# I'll have the D3 by Monday or Tuesday. Willing to test roms!



## connor3485 (Jun 15, 2011)

Just ordered my D3 today, so it should be here by monday or tuesday from big red. I've had OG, D2, and now D3. Lookin forward to gettin development started on this sweet device! time to PWN w 2nd Init! #ROOTZFTW


----------



## woodyman (Jul 9, 2011)

I'll keep you in mind man once development starts


----------



## AndroidSims (Jun 7, 2011)

Just ordered mine. I will have it on Wednesday, ready to get development going on this too.

Sent from my DROIDX using Tapatalk


----------



## RigWig (Jun 10, 2011)

Just got mine today! the hardware is beautiful, but blur is still something to be desired, honestly at the moment my D2 on cm7 runs nicer. But I'm all for testing once some devs get started on it.


----------



## AndroidSims (Jun 7, 2011)

RigWig said:


> Just got mine today! the hardware is beautiful, but blur is still something to be desired, honestly at the moment my D2 on cm7 runs nicer. But I'm all for testing once some devs get started on it.

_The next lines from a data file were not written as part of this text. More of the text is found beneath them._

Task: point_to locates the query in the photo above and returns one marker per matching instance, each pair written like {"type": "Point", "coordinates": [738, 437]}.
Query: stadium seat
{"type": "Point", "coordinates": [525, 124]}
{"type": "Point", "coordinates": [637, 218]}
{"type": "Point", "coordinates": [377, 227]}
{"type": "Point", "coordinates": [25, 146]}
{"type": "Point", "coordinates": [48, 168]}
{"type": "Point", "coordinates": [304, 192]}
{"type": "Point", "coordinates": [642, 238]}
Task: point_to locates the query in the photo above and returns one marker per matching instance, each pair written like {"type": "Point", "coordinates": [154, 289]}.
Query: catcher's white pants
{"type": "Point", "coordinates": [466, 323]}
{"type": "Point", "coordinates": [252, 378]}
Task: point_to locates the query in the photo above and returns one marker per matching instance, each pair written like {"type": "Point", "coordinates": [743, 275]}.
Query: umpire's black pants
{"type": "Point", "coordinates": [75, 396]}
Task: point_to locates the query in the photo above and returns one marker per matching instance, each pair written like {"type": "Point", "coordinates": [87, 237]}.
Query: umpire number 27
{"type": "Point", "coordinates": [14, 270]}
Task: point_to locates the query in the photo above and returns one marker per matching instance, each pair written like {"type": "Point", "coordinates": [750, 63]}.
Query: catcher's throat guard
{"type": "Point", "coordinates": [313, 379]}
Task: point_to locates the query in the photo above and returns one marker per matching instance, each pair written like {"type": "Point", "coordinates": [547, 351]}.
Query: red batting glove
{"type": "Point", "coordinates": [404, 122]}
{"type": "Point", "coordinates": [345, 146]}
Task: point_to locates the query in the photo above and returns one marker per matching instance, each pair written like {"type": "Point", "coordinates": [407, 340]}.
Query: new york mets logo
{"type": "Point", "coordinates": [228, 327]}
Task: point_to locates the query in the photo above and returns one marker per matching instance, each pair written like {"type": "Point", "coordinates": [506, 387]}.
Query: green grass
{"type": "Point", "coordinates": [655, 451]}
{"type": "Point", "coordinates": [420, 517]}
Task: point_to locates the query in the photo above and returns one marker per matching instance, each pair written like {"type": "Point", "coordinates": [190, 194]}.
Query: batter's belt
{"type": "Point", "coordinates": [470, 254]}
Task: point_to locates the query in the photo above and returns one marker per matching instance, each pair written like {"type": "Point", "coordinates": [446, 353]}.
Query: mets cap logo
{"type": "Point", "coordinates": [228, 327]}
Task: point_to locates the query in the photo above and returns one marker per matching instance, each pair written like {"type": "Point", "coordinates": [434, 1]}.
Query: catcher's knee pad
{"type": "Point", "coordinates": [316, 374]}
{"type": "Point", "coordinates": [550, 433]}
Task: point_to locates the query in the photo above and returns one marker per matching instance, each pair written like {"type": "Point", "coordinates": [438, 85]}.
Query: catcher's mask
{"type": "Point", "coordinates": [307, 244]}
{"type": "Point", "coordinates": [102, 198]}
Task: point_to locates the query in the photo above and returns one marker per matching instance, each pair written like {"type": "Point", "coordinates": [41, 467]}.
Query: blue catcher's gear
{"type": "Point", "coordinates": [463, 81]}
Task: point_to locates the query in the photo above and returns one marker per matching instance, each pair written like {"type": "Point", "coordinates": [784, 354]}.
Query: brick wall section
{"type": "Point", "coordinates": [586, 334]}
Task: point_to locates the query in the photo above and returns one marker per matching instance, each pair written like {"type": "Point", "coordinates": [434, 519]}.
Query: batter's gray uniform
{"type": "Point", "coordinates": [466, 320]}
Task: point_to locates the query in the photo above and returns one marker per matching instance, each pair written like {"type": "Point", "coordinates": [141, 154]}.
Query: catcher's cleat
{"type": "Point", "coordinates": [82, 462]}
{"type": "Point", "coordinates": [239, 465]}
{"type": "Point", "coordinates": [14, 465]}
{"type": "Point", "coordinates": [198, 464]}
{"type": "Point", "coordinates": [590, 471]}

You need to give the phone time to set up files and caches. As much as benchmarks mean squat, D3 got some pretty impressive Quadrant scores for a non-rooted/ROM'd device. ~2000


----------



## androidphan88 (Jun 15, 2011)

I should have my d3 wednesday, I am all for helping test roms or whatever is need to start getting some custom roms going for the d3


----------



## RigWig (Jun 10, 2011)

RigWig said:


> Just got mine today! the hardware is beautiful, but blur is still something to be desired, honestly at the moment my D2 on cm7 runs nicer. But I'm all for testing once some devs get started on it.


Granted, the new blur IS much better than that of the past, and I could probably live it. The main thing that bugs me is the bloat. Ran a qadrant score and got 2234, which beats my d2 at the moment, though not by much.


----------